Lowery consulted with her colleague, Dr. Dan McCarthy, a cardiothoracic surgeon, at UW Health, who had by then developed a record and reputation for saving patients with the most severe cases of COVID-19. Together they decided to take her case and have Darlene transferred by air to Madison via UW Health Med Flight.

UW Health Med Flight is one of the few critical care transport services in the country that specializes in using nitrous oxide onboard – expertise that turned out to be essential to keeping Darlene alive on the flight from Rockford to Madison.

“When we first met Darlene, I thought the odds of getting her through this successfully were slim,” McCarthy said. “To be honest, I think the odds were far more likely that she wouldn’t make it out of this.”

Shortly after arriving at University Hospital, Darlene was put on extracorporeal membrane oxygenation, or ECMO, which took over the majority of Darlene’s lung function while a comprehensive team of UW Health doctors, nurses, and specialists worked for the next four months to not only help her survive but grow strong enough for lung transplant surgery and the subsequent challenging recovery that would follow.

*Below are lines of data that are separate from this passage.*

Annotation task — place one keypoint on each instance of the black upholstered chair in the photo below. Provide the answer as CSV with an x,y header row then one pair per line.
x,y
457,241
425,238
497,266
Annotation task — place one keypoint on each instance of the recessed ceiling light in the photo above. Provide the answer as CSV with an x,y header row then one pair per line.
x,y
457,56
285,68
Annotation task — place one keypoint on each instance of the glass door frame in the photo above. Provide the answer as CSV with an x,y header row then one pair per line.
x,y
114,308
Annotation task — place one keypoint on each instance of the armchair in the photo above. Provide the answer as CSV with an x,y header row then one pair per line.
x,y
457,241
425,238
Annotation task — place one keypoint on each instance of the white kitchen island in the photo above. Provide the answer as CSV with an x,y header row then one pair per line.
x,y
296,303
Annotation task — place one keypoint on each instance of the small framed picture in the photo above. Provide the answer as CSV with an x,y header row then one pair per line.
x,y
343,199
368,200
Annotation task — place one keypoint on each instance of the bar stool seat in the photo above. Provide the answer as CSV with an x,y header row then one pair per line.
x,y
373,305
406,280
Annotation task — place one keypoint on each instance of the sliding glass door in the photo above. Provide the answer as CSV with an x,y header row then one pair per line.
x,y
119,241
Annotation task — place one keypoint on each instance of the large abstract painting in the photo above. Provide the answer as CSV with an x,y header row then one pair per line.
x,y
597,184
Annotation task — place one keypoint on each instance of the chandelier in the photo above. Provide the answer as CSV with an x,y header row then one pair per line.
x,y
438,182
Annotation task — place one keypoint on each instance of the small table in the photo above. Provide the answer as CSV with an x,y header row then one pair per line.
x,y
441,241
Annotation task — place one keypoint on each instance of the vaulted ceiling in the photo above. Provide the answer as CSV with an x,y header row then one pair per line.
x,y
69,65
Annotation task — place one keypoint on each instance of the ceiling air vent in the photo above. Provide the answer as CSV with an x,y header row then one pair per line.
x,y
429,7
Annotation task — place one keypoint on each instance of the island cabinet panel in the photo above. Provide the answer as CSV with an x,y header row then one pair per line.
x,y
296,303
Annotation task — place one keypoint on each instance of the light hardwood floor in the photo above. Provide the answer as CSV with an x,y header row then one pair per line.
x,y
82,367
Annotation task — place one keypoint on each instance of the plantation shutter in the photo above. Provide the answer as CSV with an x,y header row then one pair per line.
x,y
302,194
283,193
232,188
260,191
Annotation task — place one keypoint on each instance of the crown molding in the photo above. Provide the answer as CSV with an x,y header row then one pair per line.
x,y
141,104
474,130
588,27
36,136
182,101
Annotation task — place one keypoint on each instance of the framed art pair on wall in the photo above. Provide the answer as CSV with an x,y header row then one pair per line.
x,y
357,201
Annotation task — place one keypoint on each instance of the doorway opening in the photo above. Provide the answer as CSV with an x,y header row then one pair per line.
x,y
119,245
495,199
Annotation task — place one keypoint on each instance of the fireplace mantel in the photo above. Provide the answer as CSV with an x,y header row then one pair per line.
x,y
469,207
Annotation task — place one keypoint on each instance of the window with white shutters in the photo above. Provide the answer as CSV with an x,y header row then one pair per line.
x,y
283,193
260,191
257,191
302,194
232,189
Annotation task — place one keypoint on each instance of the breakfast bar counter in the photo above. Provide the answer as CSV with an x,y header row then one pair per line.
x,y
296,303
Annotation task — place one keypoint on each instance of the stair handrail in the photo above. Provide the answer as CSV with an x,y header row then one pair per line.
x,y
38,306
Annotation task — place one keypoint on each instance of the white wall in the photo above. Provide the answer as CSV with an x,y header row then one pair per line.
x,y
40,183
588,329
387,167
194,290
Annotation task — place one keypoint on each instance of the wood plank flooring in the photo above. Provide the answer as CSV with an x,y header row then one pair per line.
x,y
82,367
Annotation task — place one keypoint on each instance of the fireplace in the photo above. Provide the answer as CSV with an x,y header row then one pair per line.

“I had so many wonderful nurses, doctors and staff working on me while I was there,” Darlene said. “I had to undergo so many therapies just to get me strong enough to be eligible for the transplant waiting list. I had to re-learn how to sit, how to stand, how to walk, write and breathe. I had to relearn how to eat and swallow again. Everyone there was invested in my recovery.”

After months of hard work, Darlene finally became eligible for transplant and received the gift of life in March 2022. Darlene said she’s incredibly grateful to everybody who fought for her when she couldn’t fight for herself, and she hopes that her recovery is a reminder to all the people who helped her survive (family, friends, her community of faith, and health care team) that their work sends ripples into the world.

“Words can’t describe how grateful I am to everyone who helped me, and that includes the donor and their family for making the decision to give part of themselves to me,” Darlene said. “Without them, I wouldn’t be here today.”

On July 13, 302 days after she was first admitted, Darlene left her hospital room to find a hallway lined with the caregivers who’d come to know, care for and love her. Darlene stood up from her wheelchair and walked out of the hospital with Lincoln, her biggest champion of all, by her side. They drove home together where they were finally united with their two daughters, Josie and Hazel, three days earlier than the goal Darlene had ultimately set for herself.